Recipes
Caponata revisited? The recipe with artichokes
Preparing the artichoke caponata is really simple and you will have a perfect side dish to serve during the cold season.
Caponata is a vegetable side dish typical of Sicilian cuisine usually prepared with aubergines. Today, however, we want to offer you the winter variant and prepare the Sicilian artichoke caponata together. It is a quick side dish, much more than the traditional recipe, and also lighter since there is no frying involved.
As in the original recipe, we start with a sautéed onion base to which we add chopped blanched celery, olives and capers. It is completed with tomato sauce and the two ingredients responsible for the sweet and sour taste, vinegar and sugar . The artichokes, cooked separately, are added to the ready sauce and flavored over a high flame. Needless to say, even in this case it is even better the next day, in fact, a night's rest in the fridge is a must!
Ingredients
for the artichoke caponata
- Artichokes – 6
- Celery – 3 ribs
- Green olives – 150 g
- Desalted capers – 1 tablespoon
- Tomato pulp – 500 g
- Onion – 1
- Red wine vinegar – 50 ml
- Granulated sugar – 2 tablespoons
- Fine salt – to taste
- Lemon – 1
- Extra virgin olive oil – to taste
Preparation
of the artichoke caponata
First clean the artichokes by removing almost the entire stem, the outer leaves and the tips. Rub the artichokes with the lemon to prevent them from darkening. Divide them in half and with the tip of a sharp knife scrape the beard. Finally cut them into not too thick slices .
Cook them in a pan with 2 tablespoons of oil and half a glass of water until they are tender. Season with salt.
Wash the celery well, then cut it into pieces of about 2 cm (including the leaves) and finally blanch it in a pan for 5 minutes.
In a pan, heat 4 tablespoons of extra virgin olive oil and brown the finely sliced ​​onion. Add the olives and capers, roughly chopped with a knife, then the tomato pulp and the previously cooked celery.
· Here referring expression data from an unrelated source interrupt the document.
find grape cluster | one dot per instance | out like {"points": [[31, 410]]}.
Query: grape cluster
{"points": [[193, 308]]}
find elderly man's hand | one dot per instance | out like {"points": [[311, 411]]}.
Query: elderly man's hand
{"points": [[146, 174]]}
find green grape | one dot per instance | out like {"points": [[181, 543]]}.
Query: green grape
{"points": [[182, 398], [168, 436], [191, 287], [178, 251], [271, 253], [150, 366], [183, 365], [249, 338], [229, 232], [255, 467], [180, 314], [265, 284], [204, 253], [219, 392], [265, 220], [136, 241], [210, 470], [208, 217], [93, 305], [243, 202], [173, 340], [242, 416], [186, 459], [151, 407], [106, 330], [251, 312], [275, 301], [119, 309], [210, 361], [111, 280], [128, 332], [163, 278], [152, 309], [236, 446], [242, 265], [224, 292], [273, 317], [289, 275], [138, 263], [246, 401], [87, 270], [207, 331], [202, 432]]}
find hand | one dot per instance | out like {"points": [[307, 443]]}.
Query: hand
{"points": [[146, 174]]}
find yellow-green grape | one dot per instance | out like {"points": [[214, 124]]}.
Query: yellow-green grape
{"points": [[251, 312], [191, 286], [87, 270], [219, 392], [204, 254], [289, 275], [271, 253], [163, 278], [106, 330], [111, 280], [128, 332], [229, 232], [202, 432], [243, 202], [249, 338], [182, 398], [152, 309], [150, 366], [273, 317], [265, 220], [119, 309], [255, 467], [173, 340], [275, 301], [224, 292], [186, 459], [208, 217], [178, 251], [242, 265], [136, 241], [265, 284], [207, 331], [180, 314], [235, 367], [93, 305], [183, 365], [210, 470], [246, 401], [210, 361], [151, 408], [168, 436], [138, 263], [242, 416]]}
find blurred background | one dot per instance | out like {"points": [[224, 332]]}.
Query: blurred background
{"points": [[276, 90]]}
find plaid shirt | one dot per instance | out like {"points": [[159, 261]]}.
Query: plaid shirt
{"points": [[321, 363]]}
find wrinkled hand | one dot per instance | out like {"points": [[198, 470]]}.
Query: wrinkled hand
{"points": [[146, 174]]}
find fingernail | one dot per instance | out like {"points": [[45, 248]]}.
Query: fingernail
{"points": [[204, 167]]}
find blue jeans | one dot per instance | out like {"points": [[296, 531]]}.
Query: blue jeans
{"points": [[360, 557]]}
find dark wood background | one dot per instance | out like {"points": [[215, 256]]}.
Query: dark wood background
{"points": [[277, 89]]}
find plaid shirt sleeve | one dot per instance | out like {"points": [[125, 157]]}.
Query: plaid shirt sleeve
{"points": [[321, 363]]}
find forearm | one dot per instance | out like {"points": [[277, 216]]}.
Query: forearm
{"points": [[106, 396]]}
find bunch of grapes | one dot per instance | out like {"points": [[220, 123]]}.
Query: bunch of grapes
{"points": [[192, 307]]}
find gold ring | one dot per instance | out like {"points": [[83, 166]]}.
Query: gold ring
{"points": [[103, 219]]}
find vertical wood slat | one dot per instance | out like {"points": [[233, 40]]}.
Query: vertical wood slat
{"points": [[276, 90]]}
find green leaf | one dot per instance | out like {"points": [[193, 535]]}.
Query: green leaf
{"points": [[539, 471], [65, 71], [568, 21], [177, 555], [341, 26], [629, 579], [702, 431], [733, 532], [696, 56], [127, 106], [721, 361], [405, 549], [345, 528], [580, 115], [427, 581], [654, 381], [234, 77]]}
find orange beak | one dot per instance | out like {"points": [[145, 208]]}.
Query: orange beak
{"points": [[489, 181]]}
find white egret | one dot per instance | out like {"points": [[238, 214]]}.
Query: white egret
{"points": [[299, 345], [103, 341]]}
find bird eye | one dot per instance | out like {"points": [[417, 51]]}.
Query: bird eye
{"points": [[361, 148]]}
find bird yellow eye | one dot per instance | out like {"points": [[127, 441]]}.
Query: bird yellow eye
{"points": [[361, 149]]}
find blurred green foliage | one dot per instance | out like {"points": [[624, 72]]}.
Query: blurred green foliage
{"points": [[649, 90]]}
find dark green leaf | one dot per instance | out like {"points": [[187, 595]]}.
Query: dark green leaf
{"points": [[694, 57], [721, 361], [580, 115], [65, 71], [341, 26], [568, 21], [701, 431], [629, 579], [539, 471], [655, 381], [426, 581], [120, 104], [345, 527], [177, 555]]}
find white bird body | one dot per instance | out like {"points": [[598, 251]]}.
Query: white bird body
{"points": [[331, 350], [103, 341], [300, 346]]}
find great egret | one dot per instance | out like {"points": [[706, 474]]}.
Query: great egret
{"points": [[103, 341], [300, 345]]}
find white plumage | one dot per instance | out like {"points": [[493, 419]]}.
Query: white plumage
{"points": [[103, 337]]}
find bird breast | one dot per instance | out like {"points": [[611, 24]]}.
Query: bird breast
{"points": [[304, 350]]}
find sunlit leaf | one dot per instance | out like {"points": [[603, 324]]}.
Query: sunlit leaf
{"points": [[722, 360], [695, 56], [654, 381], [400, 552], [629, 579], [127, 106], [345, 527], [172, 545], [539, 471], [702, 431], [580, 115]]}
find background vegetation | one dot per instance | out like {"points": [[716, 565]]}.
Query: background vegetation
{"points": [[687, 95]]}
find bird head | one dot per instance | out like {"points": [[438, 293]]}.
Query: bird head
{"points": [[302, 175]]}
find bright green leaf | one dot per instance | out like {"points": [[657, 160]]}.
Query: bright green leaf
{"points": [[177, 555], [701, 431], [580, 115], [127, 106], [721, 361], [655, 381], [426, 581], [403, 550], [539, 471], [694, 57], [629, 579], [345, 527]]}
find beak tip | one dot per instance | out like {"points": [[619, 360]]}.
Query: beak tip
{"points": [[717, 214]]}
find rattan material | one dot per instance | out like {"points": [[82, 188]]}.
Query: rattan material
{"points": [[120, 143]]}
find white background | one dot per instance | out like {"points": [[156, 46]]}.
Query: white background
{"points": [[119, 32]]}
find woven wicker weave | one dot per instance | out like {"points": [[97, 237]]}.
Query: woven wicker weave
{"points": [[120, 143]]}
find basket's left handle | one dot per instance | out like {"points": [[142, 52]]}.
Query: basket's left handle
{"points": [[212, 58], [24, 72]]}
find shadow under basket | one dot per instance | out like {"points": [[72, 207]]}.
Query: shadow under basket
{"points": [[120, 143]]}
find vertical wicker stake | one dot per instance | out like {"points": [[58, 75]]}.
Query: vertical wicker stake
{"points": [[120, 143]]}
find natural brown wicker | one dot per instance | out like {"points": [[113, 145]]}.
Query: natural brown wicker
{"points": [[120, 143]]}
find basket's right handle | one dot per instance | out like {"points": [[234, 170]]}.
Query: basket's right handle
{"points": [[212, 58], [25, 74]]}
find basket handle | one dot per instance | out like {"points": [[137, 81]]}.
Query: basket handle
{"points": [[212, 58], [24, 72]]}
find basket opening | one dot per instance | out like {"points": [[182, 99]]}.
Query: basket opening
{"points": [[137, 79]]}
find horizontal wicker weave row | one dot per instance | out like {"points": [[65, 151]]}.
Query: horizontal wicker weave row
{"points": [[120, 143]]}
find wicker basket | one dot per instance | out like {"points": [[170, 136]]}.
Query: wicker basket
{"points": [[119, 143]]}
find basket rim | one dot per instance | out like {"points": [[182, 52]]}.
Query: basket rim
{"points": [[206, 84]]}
Let everything cook over low heat for 15-20 minutes until you obtain a thick and tasty sauce. Before removing the preparation from the heat, add the vinegar and sugar to obtain the sweet and sour taste.
Add the well-cooked artichokes to the sauce obtained and cook for about ten minutes, adding salt if necessary.
Serve this rich and tasty side dish the following day, after letting it rest overnight in the refrigerator.
The artichoke caponata recipe is very similar to the aubergine one and now you have a side dish for every season! Furthermore, you can prepare the artichoke caponata in white simply by omitting the tomato. In this case, to make cooking easier, add a ladle of vegetable broth and let it evaporate before adding vinegar and sugar.
Conservation
The artichoke caponata gives its best as the days pass, so if stored well covered for a maximum of 3-4 days it will be even better. We do not recommend freezing in the freezer.